Before I begin, allow me to preface by stating how heinous I think the treatment of non-caucasian races has been throughout history, in particular blacks. I am not of colour, but I am a historian, so I have at least some small understanding of the horrific nature of human past.
So please understand I am not taking issue with your post or sentiment, just woth one statement within:
QUOTE
I think the question is, why would the black community accept any white American from that pastime. No one (not all) seemed to care we were treated less than equal.
Its funny, we talk all time about how terrorists want to take our freedoms away and Americans have a history of doing exactly the same thing.

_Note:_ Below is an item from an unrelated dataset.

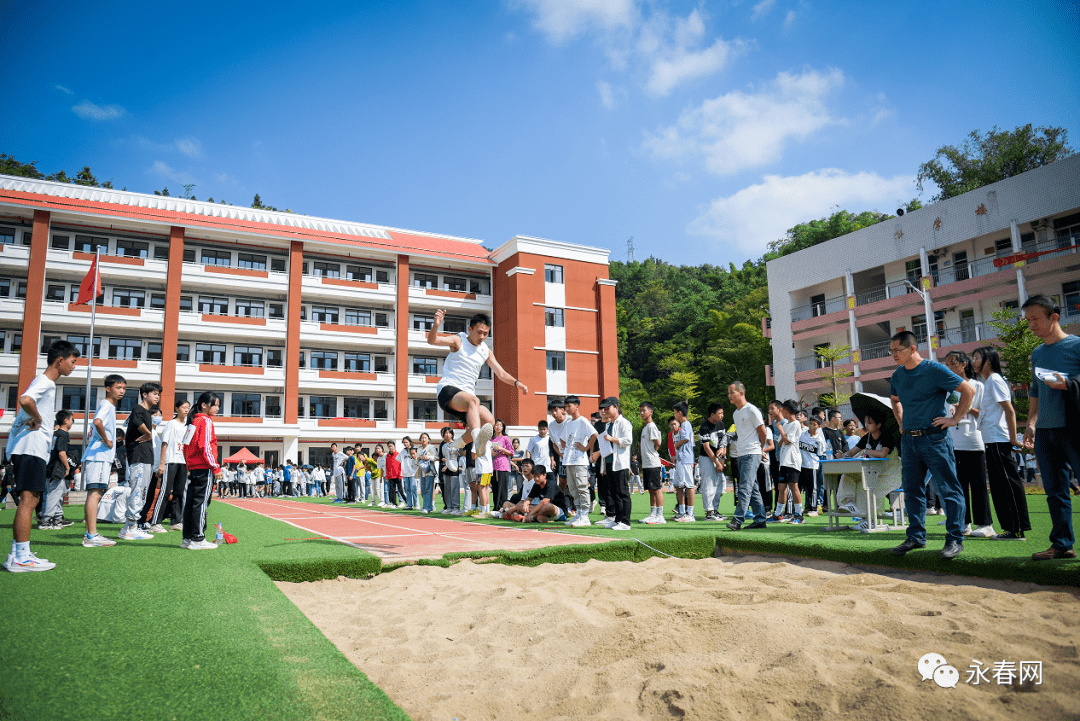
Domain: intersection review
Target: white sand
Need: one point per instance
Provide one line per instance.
(744, 638)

This one puzzled me. Why would the black community 'hate' people from a different era and a different time like that? While in NO WAY trying to justify slavery, these people were a product of their time, recall that slavery was only removed in the UK in 1772, 50 years before it was common practice all over the world. That does not justify it by ANY stretch, but it does place it in real context.
As an example, until the first world war, women were second class citizens, unable to vote or have certain legal rights. Again, wrong and absurd in hindsight, but does that mean women are justified in not accepting any historical figures prior to suffrage, in particular if these figures had nothing to do with the continued opression?

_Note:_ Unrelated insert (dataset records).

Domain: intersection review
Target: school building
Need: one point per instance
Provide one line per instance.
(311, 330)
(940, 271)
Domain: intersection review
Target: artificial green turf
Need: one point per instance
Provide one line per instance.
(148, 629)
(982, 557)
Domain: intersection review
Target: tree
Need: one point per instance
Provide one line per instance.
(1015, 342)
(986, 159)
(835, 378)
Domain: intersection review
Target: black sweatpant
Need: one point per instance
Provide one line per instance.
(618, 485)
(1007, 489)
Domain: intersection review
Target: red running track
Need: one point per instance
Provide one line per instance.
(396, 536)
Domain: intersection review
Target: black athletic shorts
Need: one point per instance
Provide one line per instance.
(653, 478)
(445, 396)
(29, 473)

Mankind, one must be ashamed to say, has always measured itself by compairason. There have been slaves since the dawn of time; under The mesopotamian civilisations, Egypt, Greece Rome, through the dark ages in Europe, and so on.
Unless your country is less than 200 years old, every nation on the planet has a history of slavery in one form or another. Again, not a justification, but a reality. I think everyone here would say we are a FAR, FAR better world now that the institutuion is gone from the first world, but the fact that it once existed should not lead us to dismiss or discredit figures who lived at a less civilised time.